After an off putting opening in which the dialogue feels too self consciously hard boiled, their movie commands the attention as it unravels a murky tale of crime and duplicity. The protagonists are vibrantly etched by Joe Pantoliano as Caesar, a criminal involved in money laundering Jennifer Tilly as Violet, his underestimated lover, and Gina Gershon as Corky, their new neighbour, a tattooed lesbian excon who comes between them.

There are a number of well judged and serpentine narrative twists that engage the attention all the way. The tense drama unfolds against a highly confident visual style and it is peppered with some wild and very funny dialogue.
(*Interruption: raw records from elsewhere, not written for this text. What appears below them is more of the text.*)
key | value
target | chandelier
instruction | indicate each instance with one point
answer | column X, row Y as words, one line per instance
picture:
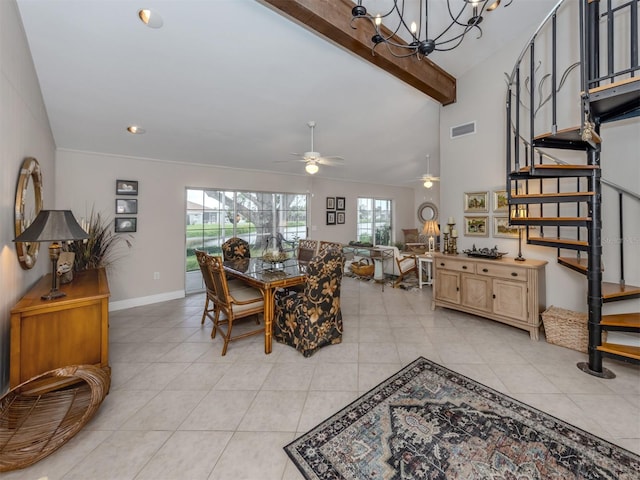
column 407, row 31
At the core of this tale of shifting loyalties and double crossing is the lesbian relationship that blossoms between the two leather clad women, Corky and Violet, who are played with panache by Jennifer Tilly in an unexpectedly sharp performance which defiantly upturns her usual typecasting, and Gina Gershon, who initially resembles Sandra Bernhard, but, refreshingly, without Bernhard's irritating, sneering mannerisms. The very promising Gershon is that rare species, an actress who was in Paul Verhoeven's lambasted Showgirls and survived.

"Welcome to the Dollhouse" (members and guests only) IFC, Dublin.
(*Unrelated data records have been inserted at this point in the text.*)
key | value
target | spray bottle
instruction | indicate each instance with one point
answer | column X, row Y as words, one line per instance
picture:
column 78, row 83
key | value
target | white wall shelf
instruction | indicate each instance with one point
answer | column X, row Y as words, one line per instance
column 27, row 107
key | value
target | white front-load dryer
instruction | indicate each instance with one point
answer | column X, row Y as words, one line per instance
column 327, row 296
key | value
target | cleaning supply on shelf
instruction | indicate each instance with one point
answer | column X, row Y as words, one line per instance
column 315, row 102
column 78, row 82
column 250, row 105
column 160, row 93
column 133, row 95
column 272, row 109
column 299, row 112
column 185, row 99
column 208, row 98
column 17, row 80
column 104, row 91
The winner of the major prize at last year's Sundance Film Festival, Todd Solondz's interesting but overrated Welcome to the Dollhouse is carried much of the way by the remarkable 11 year old actress at its centre, Heather Matarazzo. Wearing geeky glasses and even worse clothes, she plays the unhappy and unfortunate Dawn Weiner, the middle child in a middle class New Jersey family.

Dawn gets a hard time from her fellow students who call her "lesbo" and daub her locker with insulting graffiti, and she is virtually ignored by parents who dote on her over cute young sister. Dawn's computer obsessed older brother plays in a band, and she develops a crush on their blithely unaware lead singer. Meanwhile, one of the school thugs (Brendan Sexton Jr.) threatens to rape her, and her only friend is a boy in her neighbourhood who also is regularly reviled at school.

The physical resemblance between Heather Matarazzo and director Todd Solondz, which jumps out from publicity photographs of them, suggests that this cynical black comedy is an auto biographical exercise.

In its unsentimental picture of adolescent angst, the movie yields more than a few acute and cringe inducing observations on the cruelty of youngsters to each other, and on the solitary turmoil of Dawn, even though at times it seems unduly drawn to her foul mouthed detractors.

Solondz's screenplay loses its hold in the later stages, when it is just too over plotted for its own good. However, he has made a true discovery in the excellent young Matarazzo, and another in Brendan Sexton Jr, who touchingly reveals the soft centre masked by his character's brash bravado.